À côté de moi étaient assis deux militaires. Le premier, grand et mince, portait avec élégance son uniforme bleu et rouge de sous-lieutenant. Le second, plus corpulent, plus rustre aussi, n’était qu’un homme de troupe un peu rougeaud au regard vide et au visage sans imagination.

— Dès que nous aurons fini notre temps, déclara le premier, nous commencerons les travaux.
— Bien monsieur, lui répondit le second.

Cette façon, très civile, de répondre à un officier me surprit. Mais très vite je compris qu’il existait entre les deux hommes des liens qui n’étaient pas seulement militaires, des liens qui, pendant leurs permissions, reprenaient le dessus et laissaient les grades à la caserne.

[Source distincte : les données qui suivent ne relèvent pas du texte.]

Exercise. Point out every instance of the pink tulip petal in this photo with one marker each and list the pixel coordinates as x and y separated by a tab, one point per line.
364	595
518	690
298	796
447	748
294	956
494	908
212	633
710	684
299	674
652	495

— J’ai établi les plans, continua l’officier. Puisque mon père me donne carte blanche, je veux en profiter pour transformer l’aspect du parc, pour le rendre plus romantique. J’en ai un peu assez de ces allées rectilignes, de ces pelouses géométriques. Il faut mettre plus de fantaisie dans tout cela. Et j’ai besoin de ton avis. Je vais te montrer ce que j’ai imaginé.

Il déboutonna sa tunique et sortit un plan qu’il étala sur ses genoux et sur ceux de son compagnon. Puis il se lança dans une longue description des travaux qu’il comptait entreprendre dans le parc. Il parlait avec beaucoup d’assurance, en laissant un peu traîner les finales des mots. Mais dès qu’il demandait l’avis de son compagnon, sa voix devenait plus tendre, plus hésitante. Il avait une façon très amusante de lui donner des instructions sans en avoir l’air. À l’évidence l’homme et son jardinier éprouvaient l’un pour l’autre une affection sincère, sans doute née dans l’enfance, que rien n’avait entachée, ni les différences de grades ni les différences de naissance.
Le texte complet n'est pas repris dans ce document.